• Turkhane Logo

Montrö Boğazlar Sözleşmesi nedir, ne değildir?

Emekli Büyükelçi Şükrü Elekdağ, Rusya-Ukrayna savaşı ile gündeme gelen Montrö Sözleşmesi ile ilgili bilinmesi gereken her şeyi 2019 yılında Sözcü gazetesi yazarı Uğur Dündar'a anlattı. Dündar, bugünkü köşesinde o söyleşiyi hatırlattı.

13:18 26 Şubat 2022 Cumartesi
Montrö Boğazlar Sözleşmesi nedir, ne değildir?
Emekli Büyükelçi Şükrü Elekdağ, Rusya-Ukrayna savaşı ile gündeme gelen Montrö Sözleşmesi ile ilgili bilinmesi gereken her şeyi 2019 yılında Sözcü gazetesi yazarı Uğur Dündar'a anlattı. Dündar, bugünkü köşesinde o söyleşiyi hatırlattı.

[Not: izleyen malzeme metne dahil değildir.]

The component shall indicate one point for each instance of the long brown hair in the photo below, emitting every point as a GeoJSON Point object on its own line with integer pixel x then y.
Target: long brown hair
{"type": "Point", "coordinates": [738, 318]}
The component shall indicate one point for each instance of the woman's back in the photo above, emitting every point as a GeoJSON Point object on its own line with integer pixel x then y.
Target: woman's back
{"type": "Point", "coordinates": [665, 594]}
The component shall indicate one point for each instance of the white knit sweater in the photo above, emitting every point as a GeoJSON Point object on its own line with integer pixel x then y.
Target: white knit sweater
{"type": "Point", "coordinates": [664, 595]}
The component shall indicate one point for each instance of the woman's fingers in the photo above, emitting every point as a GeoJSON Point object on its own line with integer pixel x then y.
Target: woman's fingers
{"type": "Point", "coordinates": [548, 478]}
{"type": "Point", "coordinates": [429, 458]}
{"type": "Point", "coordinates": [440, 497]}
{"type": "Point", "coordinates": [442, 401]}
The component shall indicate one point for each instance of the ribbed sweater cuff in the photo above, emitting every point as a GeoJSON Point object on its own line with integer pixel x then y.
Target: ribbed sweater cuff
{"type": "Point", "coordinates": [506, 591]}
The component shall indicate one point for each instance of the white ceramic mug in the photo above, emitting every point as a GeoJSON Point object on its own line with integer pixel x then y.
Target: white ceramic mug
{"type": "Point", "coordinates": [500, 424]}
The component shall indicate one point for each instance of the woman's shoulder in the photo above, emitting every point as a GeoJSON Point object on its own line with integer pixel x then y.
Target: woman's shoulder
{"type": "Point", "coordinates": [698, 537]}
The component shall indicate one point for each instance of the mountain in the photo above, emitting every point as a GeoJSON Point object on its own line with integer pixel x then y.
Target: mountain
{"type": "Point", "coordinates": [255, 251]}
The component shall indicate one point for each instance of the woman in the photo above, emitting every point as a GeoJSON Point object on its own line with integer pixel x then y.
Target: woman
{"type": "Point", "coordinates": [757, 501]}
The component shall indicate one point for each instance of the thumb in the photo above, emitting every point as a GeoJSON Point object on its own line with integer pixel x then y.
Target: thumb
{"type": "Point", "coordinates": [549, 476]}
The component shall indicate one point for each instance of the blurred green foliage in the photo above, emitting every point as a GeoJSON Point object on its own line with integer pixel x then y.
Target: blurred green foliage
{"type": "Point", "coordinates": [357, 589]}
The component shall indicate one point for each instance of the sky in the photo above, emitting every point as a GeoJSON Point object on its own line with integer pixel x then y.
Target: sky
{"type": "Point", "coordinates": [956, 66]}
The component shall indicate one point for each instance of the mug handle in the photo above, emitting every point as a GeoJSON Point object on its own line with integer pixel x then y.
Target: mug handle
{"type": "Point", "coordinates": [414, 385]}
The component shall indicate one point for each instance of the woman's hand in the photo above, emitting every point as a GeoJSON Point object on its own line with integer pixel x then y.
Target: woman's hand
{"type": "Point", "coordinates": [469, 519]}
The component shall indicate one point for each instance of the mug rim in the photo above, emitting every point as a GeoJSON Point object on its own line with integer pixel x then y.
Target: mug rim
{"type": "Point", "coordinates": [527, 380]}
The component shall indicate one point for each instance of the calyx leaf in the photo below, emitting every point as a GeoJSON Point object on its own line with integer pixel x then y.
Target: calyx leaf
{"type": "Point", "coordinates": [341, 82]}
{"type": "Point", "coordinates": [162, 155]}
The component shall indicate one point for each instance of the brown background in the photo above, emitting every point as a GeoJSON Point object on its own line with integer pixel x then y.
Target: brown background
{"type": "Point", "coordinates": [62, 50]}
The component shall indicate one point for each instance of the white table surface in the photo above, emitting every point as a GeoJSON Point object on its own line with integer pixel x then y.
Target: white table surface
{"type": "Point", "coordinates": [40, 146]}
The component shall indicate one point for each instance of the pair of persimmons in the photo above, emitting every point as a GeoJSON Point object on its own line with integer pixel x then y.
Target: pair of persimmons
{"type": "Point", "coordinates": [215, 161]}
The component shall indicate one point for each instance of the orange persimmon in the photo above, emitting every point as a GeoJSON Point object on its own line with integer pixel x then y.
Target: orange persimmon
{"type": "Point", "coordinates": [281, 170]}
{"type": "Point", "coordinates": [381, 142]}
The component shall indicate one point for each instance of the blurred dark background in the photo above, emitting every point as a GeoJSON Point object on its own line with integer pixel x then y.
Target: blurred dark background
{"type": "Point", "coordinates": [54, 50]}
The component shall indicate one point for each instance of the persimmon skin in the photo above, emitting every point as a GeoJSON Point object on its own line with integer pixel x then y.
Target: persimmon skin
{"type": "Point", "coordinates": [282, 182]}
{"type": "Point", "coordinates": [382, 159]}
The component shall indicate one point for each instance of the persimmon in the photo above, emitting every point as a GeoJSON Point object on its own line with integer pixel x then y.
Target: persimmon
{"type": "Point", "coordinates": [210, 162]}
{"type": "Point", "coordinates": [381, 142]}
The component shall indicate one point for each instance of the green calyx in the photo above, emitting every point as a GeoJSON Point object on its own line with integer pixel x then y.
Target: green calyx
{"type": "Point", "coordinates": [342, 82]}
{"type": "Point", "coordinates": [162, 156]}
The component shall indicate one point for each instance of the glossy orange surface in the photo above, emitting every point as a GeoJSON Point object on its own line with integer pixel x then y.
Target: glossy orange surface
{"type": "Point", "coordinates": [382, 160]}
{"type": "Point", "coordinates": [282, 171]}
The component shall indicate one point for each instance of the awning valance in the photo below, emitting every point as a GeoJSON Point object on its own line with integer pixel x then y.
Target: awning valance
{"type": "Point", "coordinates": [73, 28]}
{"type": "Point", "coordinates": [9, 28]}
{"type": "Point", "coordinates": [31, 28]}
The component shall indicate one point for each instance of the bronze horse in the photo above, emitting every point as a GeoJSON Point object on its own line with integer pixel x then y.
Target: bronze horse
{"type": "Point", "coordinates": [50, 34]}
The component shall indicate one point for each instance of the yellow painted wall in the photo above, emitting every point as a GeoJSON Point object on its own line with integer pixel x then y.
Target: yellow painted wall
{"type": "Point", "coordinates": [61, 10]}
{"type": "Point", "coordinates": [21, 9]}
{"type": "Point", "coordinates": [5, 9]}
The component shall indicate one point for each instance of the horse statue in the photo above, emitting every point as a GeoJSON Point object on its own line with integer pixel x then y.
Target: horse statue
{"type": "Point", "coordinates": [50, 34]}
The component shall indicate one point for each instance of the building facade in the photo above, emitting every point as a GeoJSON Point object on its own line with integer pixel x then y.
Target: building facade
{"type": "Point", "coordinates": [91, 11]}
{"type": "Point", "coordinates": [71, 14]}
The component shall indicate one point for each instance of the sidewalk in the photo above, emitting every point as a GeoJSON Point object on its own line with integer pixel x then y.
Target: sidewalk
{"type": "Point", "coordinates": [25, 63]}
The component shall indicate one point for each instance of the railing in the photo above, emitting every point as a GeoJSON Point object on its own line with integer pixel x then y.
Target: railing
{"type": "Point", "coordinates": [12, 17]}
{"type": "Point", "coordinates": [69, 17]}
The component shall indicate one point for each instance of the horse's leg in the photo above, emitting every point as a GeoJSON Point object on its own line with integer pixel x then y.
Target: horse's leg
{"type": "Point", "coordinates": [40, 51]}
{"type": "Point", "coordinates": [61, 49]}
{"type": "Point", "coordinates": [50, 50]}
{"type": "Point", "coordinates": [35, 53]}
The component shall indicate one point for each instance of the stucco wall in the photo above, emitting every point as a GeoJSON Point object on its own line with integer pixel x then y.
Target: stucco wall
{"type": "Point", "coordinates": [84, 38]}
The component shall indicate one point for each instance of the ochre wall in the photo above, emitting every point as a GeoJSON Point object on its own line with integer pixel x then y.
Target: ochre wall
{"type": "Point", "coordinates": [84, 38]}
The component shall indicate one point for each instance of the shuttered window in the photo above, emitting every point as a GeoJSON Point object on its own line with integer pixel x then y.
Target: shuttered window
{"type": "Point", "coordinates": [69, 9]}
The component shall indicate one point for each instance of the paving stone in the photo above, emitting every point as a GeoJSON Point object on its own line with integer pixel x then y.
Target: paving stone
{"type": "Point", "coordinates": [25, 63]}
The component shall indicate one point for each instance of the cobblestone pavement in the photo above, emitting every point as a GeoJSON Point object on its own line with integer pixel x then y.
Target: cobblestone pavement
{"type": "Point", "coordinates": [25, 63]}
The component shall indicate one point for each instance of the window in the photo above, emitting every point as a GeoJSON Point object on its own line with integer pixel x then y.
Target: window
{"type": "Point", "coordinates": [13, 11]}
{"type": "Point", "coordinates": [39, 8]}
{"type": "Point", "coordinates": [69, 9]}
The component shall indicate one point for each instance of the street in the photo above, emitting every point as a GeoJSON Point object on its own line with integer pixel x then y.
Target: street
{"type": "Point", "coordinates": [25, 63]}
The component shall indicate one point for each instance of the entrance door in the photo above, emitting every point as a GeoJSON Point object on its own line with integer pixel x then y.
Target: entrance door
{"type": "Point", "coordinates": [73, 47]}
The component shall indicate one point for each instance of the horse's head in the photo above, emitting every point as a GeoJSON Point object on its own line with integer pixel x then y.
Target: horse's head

Sözcü gazetesi yazarı Uğur Dündar; Bugün Montrö Sözleşmesinin Türkiyeye güvenlik açısından neler sağladığını ve feshedilmesi (sona erdirilmesi) halinde neler kaybettireceğini, Sayın Elekdağ ile 21 Aralık 2019 tarihindeki söyleşimize dayanarak bir kez daha hatırlatacağım. diyerek Sözleşme ile ilgili bilinmesi gerekenleri aktardı.
İşte Montrö Sözleşmesi konusunda bilinmesi gereken her şey!..
Değerli okurlarım,

Dünkü yazımda Rusyanın Ukraynaya neden saldırdığını ve bu süreçte Türkiyenin ne yapması gerektiğini, öngörüleri hep doğru çıkan emekli Büyükelçi Şükrü Elekdağ ile yaptığım söyleşiye dayanarak açıklamıştım.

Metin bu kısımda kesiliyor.